Progress Toward Value-Based Care in 2025  

by Lisa McCracken  / January 9, 2025

Partnering for Health  • Market Trends  • Medicare  • Memory Care  • Policy (Regulations)  • Blog

As we look ahead in 2025, the senior living industry is poised for significant transformation, with value-based care (VBC) at the forefront of this evolution. The Centers for Medicare & Medicaid Services (CMS) has set an ambitious goal to have all Medicare beneficiaries in some form of value-based care arrangement by 2030, and the industry is making strides toward this objective.  

The transition to value-based care has been gaining momentum, particularly within the Medicare population. In 2024, KFF reported that 54% of eligible Medicare beneficiaries were enrolled in a Medicare Advantage (MA) plan as opposed to the traditional fee-for-service plan. Enrollment in MA plans has been rising steadily each year and CMS projects increased enrollment numbers again in 2025. As an alternative, several operators have entered into risk-bearing arrangements where they either own their own plan or participate in a joint venture with an existing payer. We anticipate continued growth in these provider-led plans in 2025 as operators aim to have greater control over reimbursement and quality decisions for those they care for.  

Growing Revenue Streams 

The recently announced CMS GUIDE Model (Guiding an Improved Dementia Experience)  presents a promising opportunity for senior living operators to participate in value-based care while generating additional revenue. GUIDE is not a shared savings or capitated model but is a condition-specific care model designed to be compatible with other models and programs like ACOs that aim to provide opportunities to improve care and reduce overall healthcare spend. Specifically, this model aims to help older adults with dementia stay healthy at home longer and introduces a new payment structure for participating providers. 

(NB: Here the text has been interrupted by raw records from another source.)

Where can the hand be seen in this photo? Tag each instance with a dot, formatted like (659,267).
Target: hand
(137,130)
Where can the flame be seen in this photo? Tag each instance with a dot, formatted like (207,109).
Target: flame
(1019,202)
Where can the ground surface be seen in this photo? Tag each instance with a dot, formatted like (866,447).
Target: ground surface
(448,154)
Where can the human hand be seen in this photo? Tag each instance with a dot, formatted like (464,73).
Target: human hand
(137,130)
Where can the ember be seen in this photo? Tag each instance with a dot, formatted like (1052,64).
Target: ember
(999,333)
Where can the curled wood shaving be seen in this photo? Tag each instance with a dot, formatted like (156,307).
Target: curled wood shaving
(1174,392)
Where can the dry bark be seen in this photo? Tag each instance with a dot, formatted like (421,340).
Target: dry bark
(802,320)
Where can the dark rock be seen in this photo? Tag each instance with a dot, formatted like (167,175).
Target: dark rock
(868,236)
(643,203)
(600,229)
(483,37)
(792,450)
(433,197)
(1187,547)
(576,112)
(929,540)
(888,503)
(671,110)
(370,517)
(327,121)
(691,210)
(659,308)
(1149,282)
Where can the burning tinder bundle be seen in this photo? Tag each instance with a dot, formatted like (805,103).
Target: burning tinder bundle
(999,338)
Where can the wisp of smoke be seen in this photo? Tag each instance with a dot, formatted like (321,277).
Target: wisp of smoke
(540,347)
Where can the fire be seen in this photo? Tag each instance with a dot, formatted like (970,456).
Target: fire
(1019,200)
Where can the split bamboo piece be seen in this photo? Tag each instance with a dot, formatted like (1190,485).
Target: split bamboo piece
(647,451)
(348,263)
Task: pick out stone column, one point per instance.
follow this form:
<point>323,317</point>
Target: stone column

Key aspects of the GUIDE model include: 

  • Reimbursement for care assessments 
  • Compensation for care planning 
  • Payments for educating caregivers 

Many senior living operators are already performing these tasks, making the GUIDE model a natural fit for their existing operations. As the CMS Innovation Center continues to explore alternative payment models, it is anticipated that there may be additional opportunities for senior living organizations to be reimbursed for value provided.  

Enhancing Data Sophistication 

As an industry, we need to become more sophisticated in our data tracking, reporting, and implementation. This is an imperative for the industry and something that is absolutely critical in making progress towards not only value-based care arrangements, but in improving outcomes and communicating the evidence of value provided. The adoption of platforms that enable operators to accurately track key metrics on residents, to access information in real-time, and to support proactive interventions are paramount. We are optimistic that the sector will continue to improve in its data collection and reporting efforts in 2025 and will move toward greater standardization of key performance metrics.     

As we enter the new year, the senior living industry is at a critical juncture in its journey toward value-based care. While progress has been made, there is still considerable work to do. The transition to value-based care represents not just a change in payment models, but a fundamental shift in how we approach senior care. By focusing on outcomes rather than services rendered, the industry has the potential to significantly improve the quality of life for seniors while also enhancing operational efficiency and financial sustainability. With innovative models like GUIDE and increasing awareness of value-based care benefits, we can expect more senior living operators to explore and adopt value-based care arrangements in the coming year.